# The Ubuntu Forum Community > Other Discussion and Support > Ubuntu Women >  Sexism in the ubuntu forum

## cokhavim

hey everyone, 

i'd really like to report something that i find very sexist in the ubuntu forum, but i can't find where to report it.  can anyone help me with this?  

jo

----------


## DoeRayMe

Sexist, Where?

----------


## cokhavim

well, to be more specific, there's a user in the forum whose signature i find sexist and offensive, completely in violation of the ubuntu forum guidelines, and definitely not welcoming to women.  at least, that's my opinion.  and i've sent a pm to this user regarding the offense, and this user has refused to do anything about it.  so i'd like to report it.  even if nothing comes of it, i'll feel like i've done my part.

jo

----------


## aysiu

See the red tv screen? That's how you report posts.

----------


## linbetwin

What is his/her( :Very Happy: ) signature?

----------


## Kyral

PM a mod too

----------


## poptones

You can set your preferences to prevent any (non admin) user's posts from even appearing in threads you view. 

You can also set your preferences to not show ANY sigs, images, or avatars.

----------


## bored2k

> You can set your preferences to prevent any (non admin) user's posts from even appearing in threads you view. 
> 
> You can also set your preferences to not show ANY sigs, images, or avatars.


Censuring ourselves is not what we're striving for. If the user finds an offensive post/thread/signature, he/she is encouraged to report it privately to  a member of the staff.

As for those asking cokhavim what's the actual offense, let us handle it privately.

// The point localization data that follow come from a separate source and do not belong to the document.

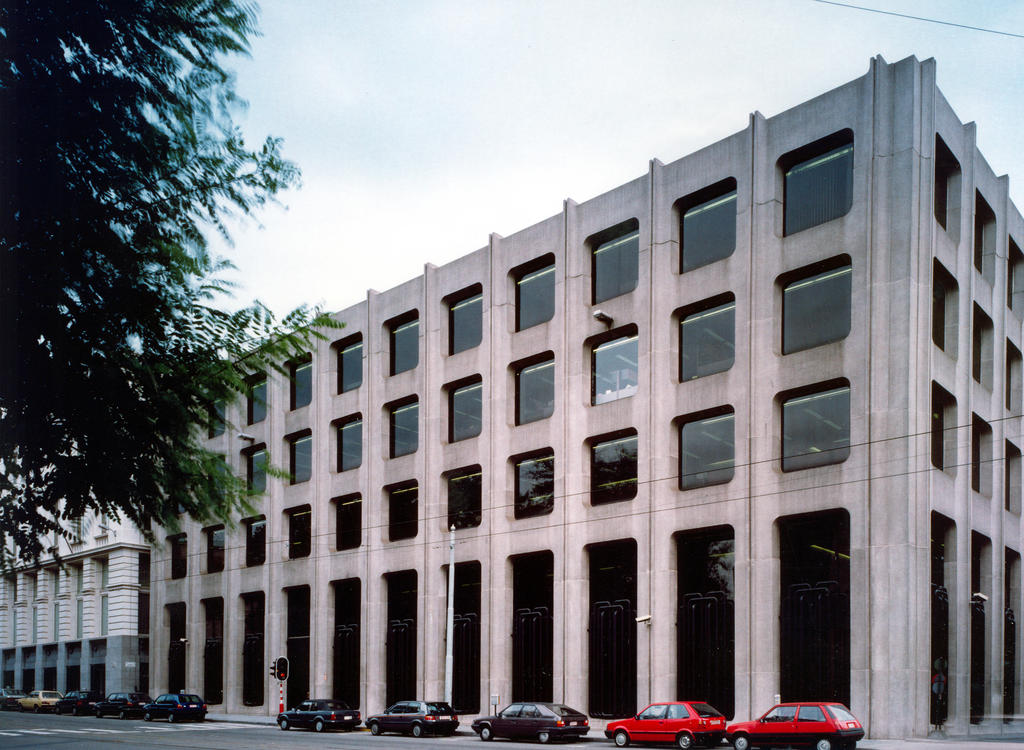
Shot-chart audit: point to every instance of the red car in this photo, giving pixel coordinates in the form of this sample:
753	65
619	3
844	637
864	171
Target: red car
687	723
819	725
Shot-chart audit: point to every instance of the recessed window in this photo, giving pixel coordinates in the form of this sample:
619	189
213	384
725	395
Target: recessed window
1012	478
464	497
535	390
256	400
466	320
348	515
255	541
818	182
215	419
947	189
707	337
945	292
1015	277
300	457
404	335
349	364
535	293
984	238
465	407
981	347
943	429
404	427
179	555
214	548
815	306
707	449
300	376
613	468
816	428
708	225
350	443
615	255
402	511
535	485
256	470
299	532
614	369
981	456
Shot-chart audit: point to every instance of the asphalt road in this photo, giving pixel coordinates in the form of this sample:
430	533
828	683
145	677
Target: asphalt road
48	732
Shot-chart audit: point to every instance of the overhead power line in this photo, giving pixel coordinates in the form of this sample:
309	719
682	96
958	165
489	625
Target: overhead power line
921	17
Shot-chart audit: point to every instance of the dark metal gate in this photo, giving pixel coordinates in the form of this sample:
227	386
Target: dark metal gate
532	677
940	656
612	659
707	647
400	660
815	643
466	664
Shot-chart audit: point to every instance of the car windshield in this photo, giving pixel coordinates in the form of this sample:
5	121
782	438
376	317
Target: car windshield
705	711
841	714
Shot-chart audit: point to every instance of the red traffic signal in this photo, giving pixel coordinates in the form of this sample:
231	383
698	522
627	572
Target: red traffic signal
281	668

No need for public gossip.

----------


## cokhavim

since the "report post" button has a note that says "This is ONLY to be used to report spam, advertising messages, and problematic (harassment, fighting, or rude) posts" i wasn't sure that that was the appropriate place to report someone's _signature_.  

could i pm one of you staff about it? (ie aysiu, bored2k, etc?).  i fully agree with bored2k about handling things privately.

----------


## LinuxSwede

> since the "report post" button has a note that says "This is ONLY to be used to report spam, advertising messages, and problematic (harassment, fighting, or rude) posts" i wasn't sure that that was the appropriate place to report someone's _signature_.  
> 
> could i pm one of you staff about it? (ie aysiu, bored2k, etc?).  i fully agree with bored2k about handling things privately.


Have you mentioned it to the guy who has the offensive comment?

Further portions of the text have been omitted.